Let’s be entirely honest here, nobody likes a dry barbecue. Spritzing ribs is believed to add more flavors and moisture as well as aiding bark development.
Since you’re wondering what is the best spritz for ribs, we’ve dedicated this post to introducing you to some of the most effective spritz recipes, since they happen to be the most popular options among pitmasters.
To put both these options to the test, we decided to use them while smoking some rich, fatty, and full of flavor Iberico Ribs. The whole point of this post, however, is to determine whether it actually makes a difference to use apple cider vinegar or water since there are so many opinions on this topic.
Why Spritz Ribs at All?
BBQ enthusiasts are of the opinion that spritzing ribs can help to improve the color, tenderness and flavor of the overall meal. However, the theory behind these opinions is that when a cool liquid meets hot meat, it keeps the meat from getting burnt.
Even though it may seem counterintuitive to some, no burn on ribs means that they will have a nice brown barbecue color instead of the dried-out, singed, and dark color we despise.
If you’re wondering why so many well-known barbecue chains prefer to spritz over their ribs, they do so because doing so keeps them moist and adds a lot more moisture into the cooking chamber. All of these factors combined, keep the meat from getting dried out.
Another good reason pitmasters should spritz their meat is because moist meat will ensure that it clings to more smoke during the cooking process. This theory is quite similar to the theory that supports using mop sauce for larger cuts. However, here, we just spray the meat as opposed to mopping it on.
Is the Rib Spritzing Theory True?
Some people believe that spritzing over meat will cool the temperature so that the sugar inside the rub wouldn’t burn. However, what sense does it make to spray pineapple or apple juice mix over the meat? It doesn’t really make sense to spritz sugar water over sugar rub so that you keep the sugar from burning.
The only thing that make sense in this theory is that the more moist you keep the cooking surface, the better it will be able to cling to smoke. By lightly rewetting its surface throughout the cooking process, especially if you don’t plan on using a water pan or foil, you will be able to deliver some smokiness to the flavor of your ribs.
Spritzing vs Not Spritzing Ribs
In our tests, we found that the unspritzed ribs were about 15- to 20-degrees warmer as compared to those that were spritzed over throughout its cooling time. What’s even better, the unspritzed ribs finished an hour before their counterparts, and their meat had a crusty exterior with a pull-of-the-bone tenderness.
We chose to apply an apple cider vinegar and apple juice blend over the other ribs for over 45-minutes of cooking time, and even spritzed over after every half-and-hour.

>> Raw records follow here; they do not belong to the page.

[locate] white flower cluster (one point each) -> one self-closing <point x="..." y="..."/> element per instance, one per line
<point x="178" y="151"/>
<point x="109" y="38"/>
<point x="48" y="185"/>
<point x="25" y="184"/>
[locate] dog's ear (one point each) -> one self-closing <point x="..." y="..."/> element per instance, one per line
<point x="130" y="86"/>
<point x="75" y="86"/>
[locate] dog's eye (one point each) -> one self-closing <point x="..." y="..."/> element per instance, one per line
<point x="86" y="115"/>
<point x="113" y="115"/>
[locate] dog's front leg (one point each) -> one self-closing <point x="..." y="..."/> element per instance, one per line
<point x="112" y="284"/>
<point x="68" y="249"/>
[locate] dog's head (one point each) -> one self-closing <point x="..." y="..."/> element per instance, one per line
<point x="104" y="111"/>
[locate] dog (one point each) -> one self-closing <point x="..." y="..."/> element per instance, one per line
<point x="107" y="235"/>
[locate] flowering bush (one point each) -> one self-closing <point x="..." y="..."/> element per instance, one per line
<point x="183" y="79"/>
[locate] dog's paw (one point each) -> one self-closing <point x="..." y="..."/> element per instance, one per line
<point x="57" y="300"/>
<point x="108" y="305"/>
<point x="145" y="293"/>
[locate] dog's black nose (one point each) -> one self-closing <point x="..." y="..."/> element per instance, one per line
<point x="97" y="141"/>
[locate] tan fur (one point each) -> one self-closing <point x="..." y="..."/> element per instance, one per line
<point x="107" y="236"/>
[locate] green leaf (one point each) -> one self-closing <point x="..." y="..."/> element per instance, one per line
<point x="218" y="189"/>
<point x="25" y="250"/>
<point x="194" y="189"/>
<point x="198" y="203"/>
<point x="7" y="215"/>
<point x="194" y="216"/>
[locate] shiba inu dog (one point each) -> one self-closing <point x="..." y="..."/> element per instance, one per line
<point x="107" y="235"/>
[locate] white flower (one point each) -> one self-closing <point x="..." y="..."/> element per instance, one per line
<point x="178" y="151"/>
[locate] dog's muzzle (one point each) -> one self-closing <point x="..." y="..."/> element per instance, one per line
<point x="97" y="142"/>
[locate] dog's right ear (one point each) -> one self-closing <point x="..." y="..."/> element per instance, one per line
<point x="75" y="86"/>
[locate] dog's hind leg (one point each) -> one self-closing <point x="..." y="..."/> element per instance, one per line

The longer time it spend on the fire and its moisturized layer of apple juice, make the ribs stickier and darker in color. The exterior of the meat didn’t seem crusty, and the final product didn’t have any trace of apple juice whatsoever (which answers the question of whether you should spritz your meat with water or apple cider vinegar).
Our verdict was that both racks of ribs turned out to have a beautiful color, were tender, and well-smoked. However, if we were to contest each of them, then the spritzed ribs finished ahead regarding texture and taste.
What Professional Pitmasters Say About Spritzing Ribs
Steve Raichlen prefers to spritz his Kansas City style ribs with some beer. Melissa Cookston manages to add moistness and color without spritzing over her meat, although she prefers to wrap it in foil with some apple juice.
Wayne Mueller has told his fans that he only prefers to spritz over his meat in very severe conditions, such as during a gusty day. Lee Ann Whippen prefers to use white grape juice or apple use as on her dry rub. This gives the meat its caramelization and moistness and its crisp mahogany color.
Finally, Tuffy Stone has been known to keep a bottle of apple juice nearby to spritz over his ribs to add moisture and flavor.
While these were some recipes from the professionals, let’s go over a few other popular options for the best spritz for ribs:
- Three cups of apple juice mixed into 2 cups of white wine vinegar and two tablespoons of liquid imitation butter. (This recipe was introduced by Myron Mixon).
- Half a cup of apple juice mixed into half a cup of apple cider vinegar. (This simple recipe translates into a flavor that blends really well with pork and also adds a rich color over the bark).
- One cup of apple cider vinegar mixed into half a cup of Worcestershire, half a cup of water, half a cup of olive oil, and half a cup of soy sauce. (This spritz will add some deep flavor notes over spare ribs)
- A cup of cranberry juice with some olive oil. (This packs a little more punch as compared to apple juice and also adds a little more color onto the ribs).
Our Final Thoughts
Now that we’ve debriefed you about the technicalities of what happens when you spritz over ribs and what ingredients qualify as the best spritz for ribs, it’s time for you to practice what you’ve learned.
Try any of the above mentioned spritz recipes with full confidence or go ahead and use your favorite juice. Psst, if you can’t resist the flavor of some Jack Daniels and Jim Beam in your meat, you can always mix that into your 100% natural juice.